In 2010, racial justice organization Race Forward debuted a campaign to "Drop the I-Word," an effort to ask media sources to no longer use the word "illegal" when referring to undocumented immigrants, arguing that using the word to describe people was dehumanizing, racially charged, and legally inaccurate. Multiple news outlets stopped using "illegal" to describe people in the early 2010s.

In 2013, the Associated Press decided to use the word "illegal" only to refer to an action, not a person, as a person cannot technically be "illegal". Pulitzer Prize-winning journalist, Jose Antonio Vargas, explained, "The term dehumanizes and marginalizes the people it seeks to describe.

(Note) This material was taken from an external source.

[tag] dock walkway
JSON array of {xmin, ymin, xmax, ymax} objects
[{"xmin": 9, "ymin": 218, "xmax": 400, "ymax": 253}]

Think of it this way, in what other context do we call someone illegal?"

Student activists at Dartmouth College, including the Dartmouth Coalition for Immigration Reform, Equality and DREAMERs (CoFIRED), issued a series of racial justice demands to the Dartmouth administration in February 2014, one of which requested the term Illegal aliens not be used in the library's catalog. Together with Dartmouth librarians, the students from CoFIRED submitted a formal request to the Library of Congress in the summer of 2014 for the heading to be revised to Undocumented immigrants. In February 2015, the Library of Congress announced it would not change the heading, in part because resources such as Black's Law Dictionary used "Illegal aliens" as an established term.

Librarian activists continued to gather support to ask for the heading's revision. The Council of the American Library Association passed a resolution in January 2016 calling the term "dehumanizing, offensive, inflammatory, and even a racial slur" and urging the Library of Congress to change the subject heading to Undocumented immigrants.

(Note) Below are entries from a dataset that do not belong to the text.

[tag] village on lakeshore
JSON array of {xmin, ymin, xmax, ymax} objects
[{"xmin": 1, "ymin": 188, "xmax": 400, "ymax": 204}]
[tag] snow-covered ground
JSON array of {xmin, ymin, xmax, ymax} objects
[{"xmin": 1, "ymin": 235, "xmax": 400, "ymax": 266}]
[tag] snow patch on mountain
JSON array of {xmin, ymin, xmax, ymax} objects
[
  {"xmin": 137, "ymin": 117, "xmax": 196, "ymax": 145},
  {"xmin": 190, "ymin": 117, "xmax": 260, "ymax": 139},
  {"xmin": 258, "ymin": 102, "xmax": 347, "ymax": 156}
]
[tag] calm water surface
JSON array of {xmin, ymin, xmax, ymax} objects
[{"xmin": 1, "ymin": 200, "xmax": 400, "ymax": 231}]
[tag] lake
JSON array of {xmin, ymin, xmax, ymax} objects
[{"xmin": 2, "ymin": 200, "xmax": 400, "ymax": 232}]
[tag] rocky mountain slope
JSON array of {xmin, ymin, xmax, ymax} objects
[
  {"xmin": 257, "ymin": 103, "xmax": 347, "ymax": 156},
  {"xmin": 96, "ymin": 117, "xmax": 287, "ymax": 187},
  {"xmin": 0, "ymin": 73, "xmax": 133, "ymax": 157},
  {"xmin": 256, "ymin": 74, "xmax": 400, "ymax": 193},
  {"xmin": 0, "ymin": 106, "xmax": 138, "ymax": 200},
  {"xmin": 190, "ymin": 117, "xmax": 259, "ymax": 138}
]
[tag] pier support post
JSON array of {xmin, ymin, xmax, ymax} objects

==2016 announcement and subsequent developments==
In March 2016, the Library of Congress announced that it would replace the heading with two new headings: Noncitizens and Unauthorized immigration. Following the announcement, Republican lawmakers made multiple attempts to block the revision of the subject heading, including the introduction of a bill by U.S. Representative Diane Black requiring the Library to retain the heading. In June 2016, the House of Representatives added a provision to the 2017 appropriations bill for the legislative branch requiring the Library of Congress to retain the heading without revision. While the final bill did not require LC to keep the "Illegal aliens" wording, LC was required "to make publicly available its process for changing or adding subject headings."

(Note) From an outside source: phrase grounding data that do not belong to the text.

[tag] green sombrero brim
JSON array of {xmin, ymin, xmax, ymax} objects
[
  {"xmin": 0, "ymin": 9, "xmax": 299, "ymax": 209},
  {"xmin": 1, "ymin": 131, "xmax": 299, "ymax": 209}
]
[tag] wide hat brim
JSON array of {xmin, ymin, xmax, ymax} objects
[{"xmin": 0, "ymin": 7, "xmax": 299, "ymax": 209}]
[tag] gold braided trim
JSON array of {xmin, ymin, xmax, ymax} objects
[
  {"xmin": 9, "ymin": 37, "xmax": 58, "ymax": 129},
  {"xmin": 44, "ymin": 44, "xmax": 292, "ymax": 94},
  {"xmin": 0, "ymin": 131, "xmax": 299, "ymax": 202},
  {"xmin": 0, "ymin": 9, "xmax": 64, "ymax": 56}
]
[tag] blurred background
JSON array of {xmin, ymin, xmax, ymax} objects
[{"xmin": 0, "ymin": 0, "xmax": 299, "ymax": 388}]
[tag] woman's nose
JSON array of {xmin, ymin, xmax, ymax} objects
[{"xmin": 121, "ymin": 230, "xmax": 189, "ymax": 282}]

The 2019 documentary film Change the Subject, about the students at Dartmouth College, was screened throughout the U.S.

Over forty libraries and library systems revised the heading in their local catalogs. University libraries adopted alternative subject headings, cancelling "illegal alien", including the University of Colorado (2018), the California State University Libraries (2020), Harvard University (2021), Middlebury College (2021) and Vassar College (2021).

==2021 revision==
On November 12, 2021, the Library of Congress Policy and Standards Division announced they would replace the term Aliens with Noncitizens and the term Illegal aliens with Illegal immigration. That change was implemented in December 2021. Reactions to the chosen terms were mixed, with a letter signed by Senators Ted Cruz and Mike Braun calling the decision "a politically-motivated and Orwellian attempt to manipulate and control language," while some librarians expressed frustrations that the changed language remains dehumanizing.